En France non plus, le texte n'est pas pris au sérieux, ni par le monde politique, ni par l'armée. Trotski, en exil en France, en dénonce le caractère en 1933, suivi par Cachin de L'Humanité. Mais deux journalistes d'extrême-droite peuvent encore servir une version édulcorée de Mein Kampf en 1938, juste avant les accords de Munich... L'intérêt pour le livre augmente avec la Seconde Guerre mondiale : on trouve de véritables plaidoyers, comme celui de Benoist-Méchin, un autre collaborateur.
Au procès de Nuremberg, le livre est utilisé comme preuve à charge. Reste qu'il est difficile de mesurer combien d'Allemands ont réellement lu le livre, les études manquent encore aujourd'hui. En outre Mein Kampf a aussi circulé sous forme de résumés, brochures d'extraits, etc. L'ouvrage a en tout cas contribué à la banalisation du nazisme, avant la dénégation qui suit la Seconde Guerre mondiale dans la population allemande, et la dénazification très imparfaite de l'Allemagne.
Après la guerre, c'est l'Etat allemand de Bavière qui reçoit la garde du copyright pour l'Allemagne, et doit en interdire la diffusion à l'étranger. En théorie le livre est interdit dans certains pays ; mais la Bavière a dû souvent intervenir dans des pays pour faire annuler des traductions. En Russie Mein Kampf est un objet de culte pour l'extrême-droite. Dans d'autres pays, Mein Kampf est légal, dont la France, contrairement à ce que l'on croit généralement. Sorlot continue de l'éditer après la guerre, à côté de pamphlets négationnistes. En Allemagne, la publication restait interdite jusqu'en décembre 2015 ; seuls les historiens et chercheurs y avaient accès, et la publication d'extraits était réservée à des fins scientifiques. En réalité, les Allemands peuvent trouver Mein Kampf chez des antiquaires, dans des textes publiés avant 1945, dans une bibliothèque universitaire ou sur Internet.
En Asie, en Inde, dans l'Afrique francophone et dans le monde arabe, Mein Kampf est un succès d'édition. Dès les années 1930, le nationalisme arabe et les nazis avaient en effet des ennemis communs. Mein Kampf ne dépasse pas les Protocoles des Sages de Sion (le faux fabriqué par la police secrète russe), mais figure tout de même en bonne place parmi les ventes. L'auteur a parcouru la Turquie et son récit montre que si le livre n'est pas forcément lu, il sert de référence à ses interlocuteurs quand on évoque des sujets comme le conflit israëlo-palestinien.

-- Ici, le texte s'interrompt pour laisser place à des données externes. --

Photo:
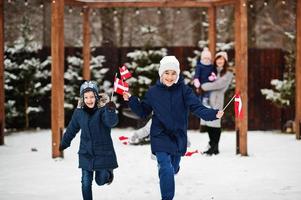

Ce livre est donc plutôt un travail de journaliste qui fait de l'histoire, utilisant un nombre limité de sources françaises et allemandes, et se référant peut-être un peu trop au témoignage de Rauschning. Il prend aussi position dans le débat sur l'interdiction du livre : d'après lui, elle est inutile, il faut plutôt expliquer, comprendre le contexte de son écriture. Tout en évitant de marteler que l'histoire se répète, et que les événements actuels ont aussi leur propre contexte, sans faire comparaison abusive avec la montée du nazisme.